Already caught up in the frenetic energy of Mexico City, the job was unfinished by nightfall. "The operation wasn't supposed to go to a second day," says Rieker. "And by day two, we'd attracted enough attention that our presence was well known in the neighborhood…lots of people had stopped to watch."

As the show unfolded, the Virginian duo were alerted to a sinister presence: "The police came by, took us aside, and told us that we should stop speaking English immediately and that we should stay in the truck, stay out of view of people on the street." Rieker and Reimer had made it onto the cartel radar. "I didn't ask a lot of questions after that," he says. "We both just scurried. We stayed outta sight."

Somehow a couple of vinyl nerds from Virginia had stumbled into their own version of the movie Traffic, except the goods being exchanged were significantly more legal. "You are nervous. In those moments, it feels like anything could go wrong," says Rieker. "You're so far out of your comfort zone. There's a way that you're used to doing business in your own nation, and when you get outside of it, things are totally different. There's a level of caution and anxiety."

Don't worry. This one has a happy ending. "Those trucks made the drive from Mexico City, all the way to Laredo, Texas, where they cleared customs. The entire load was transferred from the Mexican trailers into American trailers." All ten Toolex Alphas are sitting pretty in Virginia now.

There's only one last hold-up. Just having the presses isn't enough to get them working. "We're still in the process of finding a new building to put them in. There are still lots of things that have to happen," says Rieker. "The infrastructure that goes into building an actual pressing plant is pretty intense. You need hydraulic capacity, a steady supply of oil running through the machine––The machines run on steam!"
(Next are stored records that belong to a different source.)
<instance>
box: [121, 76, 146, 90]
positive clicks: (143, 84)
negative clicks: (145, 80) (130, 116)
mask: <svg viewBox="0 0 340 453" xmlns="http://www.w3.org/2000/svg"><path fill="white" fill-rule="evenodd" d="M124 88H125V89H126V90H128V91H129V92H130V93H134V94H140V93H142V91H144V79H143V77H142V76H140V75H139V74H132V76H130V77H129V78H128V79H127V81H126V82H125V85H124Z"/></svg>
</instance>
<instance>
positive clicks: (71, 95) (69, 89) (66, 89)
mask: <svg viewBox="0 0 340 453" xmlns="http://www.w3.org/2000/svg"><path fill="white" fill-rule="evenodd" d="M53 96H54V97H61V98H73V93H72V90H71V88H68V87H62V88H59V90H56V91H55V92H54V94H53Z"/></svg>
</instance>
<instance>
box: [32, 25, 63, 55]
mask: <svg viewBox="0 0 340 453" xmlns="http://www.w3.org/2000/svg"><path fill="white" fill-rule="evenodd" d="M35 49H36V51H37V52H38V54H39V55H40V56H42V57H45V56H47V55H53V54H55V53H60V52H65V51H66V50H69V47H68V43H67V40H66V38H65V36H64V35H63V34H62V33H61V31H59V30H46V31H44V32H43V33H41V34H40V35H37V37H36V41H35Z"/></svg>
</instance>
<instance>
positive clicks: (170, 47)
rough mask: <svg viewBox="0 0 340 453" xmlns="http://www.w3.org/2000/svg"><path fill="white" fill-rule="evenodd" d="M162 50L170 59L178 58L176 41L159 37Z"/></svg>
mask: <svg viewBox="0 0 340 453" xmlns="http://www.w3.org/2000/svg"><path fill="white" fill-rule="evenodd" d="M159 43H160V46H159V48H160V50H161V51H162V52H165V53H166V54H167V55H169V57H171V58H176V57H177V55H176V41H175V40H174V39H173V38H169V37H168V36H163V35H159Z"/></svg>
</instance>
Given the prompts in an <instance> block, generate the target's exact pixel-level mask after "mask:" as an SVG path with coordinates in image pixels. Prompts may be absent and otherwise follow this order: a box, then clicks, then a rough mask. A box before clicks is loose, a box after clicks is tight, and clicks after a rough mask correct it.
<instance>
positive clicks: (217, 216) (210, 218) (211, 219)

Rieker's dream record to press? That's easy. "I would do Rush records," he says. "They're my favorite band, by far. It was actually [Rush drummer] Neil Pert who said 'adventures suck while you're having them.' And that's true! It was really intense, but, it makes you feel an immense sense of gratitude for how good we have it here. Everything seems so negative on the news. There's a constant onslaught of negativity. But, really, your average American has it so good. To go to another country where they don't have the same security that we have here…I came back with an immense sense of gratitude. And it's sort of humbling, y'know?"